The Tivioli Mofarrej was one of the most elegant hotels in São Paulo, and certainly the most expensive. Used by the wealthiest clientele, the hotel emanated a raw sense of power and prestige, towering among the cityscape of Brazil’s richest city.
It had taken him two weeks. Two weeks following the man he had now tracked to the room at the end of the hall. Miguel Blanco was living large off the money he had stolen from Mateus Alves, his previous employer and one of the richest men in South America. After killing his former boss, Blanco had successfully stolen nearly one hundred million Brazilian reales from Alves’ various accounts and trusts. It was only a fraction of the old man’s wealth, but it was more than enough –– enough to become one of the very elites Blanco had spent much of his life protecting.
And it had been no easy task. Gaining access to Alves’ accounts was one thing. Blanco already had help with that. The hard part was covering his tracks. For that he needed the help of several others, compadres who were discreet and also stood to gain handsomely from the disassembling of Alves’ vast fortune.
Caesare, however, didn’t care about the money. He was there for a very different reason. The old man had been as corrupt as his murderer and Caesare held no sympathy for either of them. He was there for one thing and one thing only: retribution.
He was there because if it had been up to Blanco, Caesare would have been just as dead, lying next to the old man on top of that mountain. But Blanco didn’t know he had survived. And after two weeks of searching, Caesare was about to pay him the mother of all surprise visits.
The absence of anyone guarding the door left Caesare a bit wary as he crept closer. Guests staying in a presidential suite usually had a security detail. Where was Blanco’s?
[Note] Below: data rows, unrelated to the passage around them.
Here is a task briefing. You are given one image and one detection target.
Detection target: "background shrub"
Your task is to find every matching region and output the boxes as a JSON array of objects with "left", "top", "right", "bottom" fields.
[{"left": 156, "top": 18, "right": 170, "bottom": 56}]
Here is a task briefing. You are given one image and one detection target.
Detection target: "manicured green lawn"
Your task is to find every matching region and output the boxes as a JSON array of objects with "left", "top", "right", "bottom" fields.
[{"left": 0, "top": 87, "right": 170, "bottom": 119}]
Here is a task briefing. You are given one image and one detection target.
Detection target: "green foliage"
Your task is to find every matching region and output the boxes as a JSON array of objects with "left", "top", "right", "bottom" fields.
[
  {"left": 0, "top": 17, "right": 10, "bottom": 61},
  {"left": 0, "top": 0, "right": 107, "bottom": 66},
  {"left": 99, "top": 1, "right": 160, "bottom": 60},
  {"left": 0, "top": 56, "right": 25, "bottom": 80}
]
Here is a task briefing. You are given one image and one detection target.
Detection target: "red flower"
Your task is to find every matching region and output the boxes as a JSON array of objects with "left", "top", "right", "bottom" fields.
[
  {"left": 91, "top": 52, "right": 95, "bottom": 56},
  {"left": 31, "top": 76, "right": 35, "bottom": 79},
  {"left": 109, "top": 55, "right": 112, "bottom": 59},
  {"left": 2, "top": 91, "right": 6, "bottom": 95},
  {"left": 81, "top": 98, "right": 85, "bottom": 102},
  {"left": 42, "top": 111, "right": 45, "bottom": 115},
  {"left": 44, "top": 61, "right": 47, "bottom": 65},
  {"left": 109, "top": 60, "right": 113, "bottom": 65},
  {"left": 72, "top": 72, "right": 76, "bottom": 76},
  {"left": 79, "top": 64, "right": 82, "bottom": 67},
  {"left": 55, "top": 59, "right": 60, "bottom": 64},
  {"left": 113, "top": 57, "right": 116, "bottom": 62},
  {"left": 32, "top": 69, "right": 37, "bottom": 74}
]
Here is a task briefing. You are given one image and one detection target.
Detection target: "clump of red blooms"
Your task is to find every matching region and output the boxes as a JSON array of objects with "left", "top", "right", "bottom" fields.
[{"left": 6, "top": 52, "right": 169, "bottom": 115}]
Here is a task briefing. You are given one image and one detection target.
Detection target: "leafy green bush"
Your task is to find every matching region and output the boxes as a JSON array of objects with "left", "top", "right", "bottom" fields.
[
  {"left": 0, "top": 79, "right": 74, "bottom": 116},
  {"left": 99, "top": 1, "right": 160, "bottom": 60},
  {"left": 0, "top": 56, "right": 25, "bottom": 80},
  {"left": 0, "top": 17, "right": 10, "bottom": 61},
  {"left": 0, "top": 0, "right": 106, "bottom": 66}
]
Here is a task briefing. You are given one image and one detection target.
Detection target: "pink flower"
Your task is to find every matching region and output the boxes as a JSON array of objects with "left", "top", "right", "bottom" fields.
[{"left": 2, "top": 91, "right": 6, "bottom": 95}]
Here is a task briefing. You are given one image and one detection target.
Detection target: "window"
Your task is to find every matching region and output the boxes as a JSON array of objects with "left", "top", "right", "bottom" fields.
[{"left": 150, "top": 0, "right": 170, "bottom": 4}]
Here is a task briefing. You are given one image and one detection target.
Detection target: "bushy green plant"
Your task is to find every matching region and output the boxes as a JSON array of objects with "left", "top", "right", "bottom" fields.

The man had previously been an officer in the Brazilian Intelligence Agency, which typically left men overconfident or completely paranoid. But if he was paranoid, where was his detail?
Blanco was definitely in the room. At least he had been thirty minutes ago. They had zeroed in on the target’s cell phone signal, and pinpointed it to thirty meters from where Caesare was now standing before it was abruptly switched off. Now, ten feet from the door, he silently slid the .40 caliber Glock out from its concealed holster and laid his index finger along the side, just above the trigger guard. He turned his head slightly, using his peripheral vision to check the hall behind him one last time.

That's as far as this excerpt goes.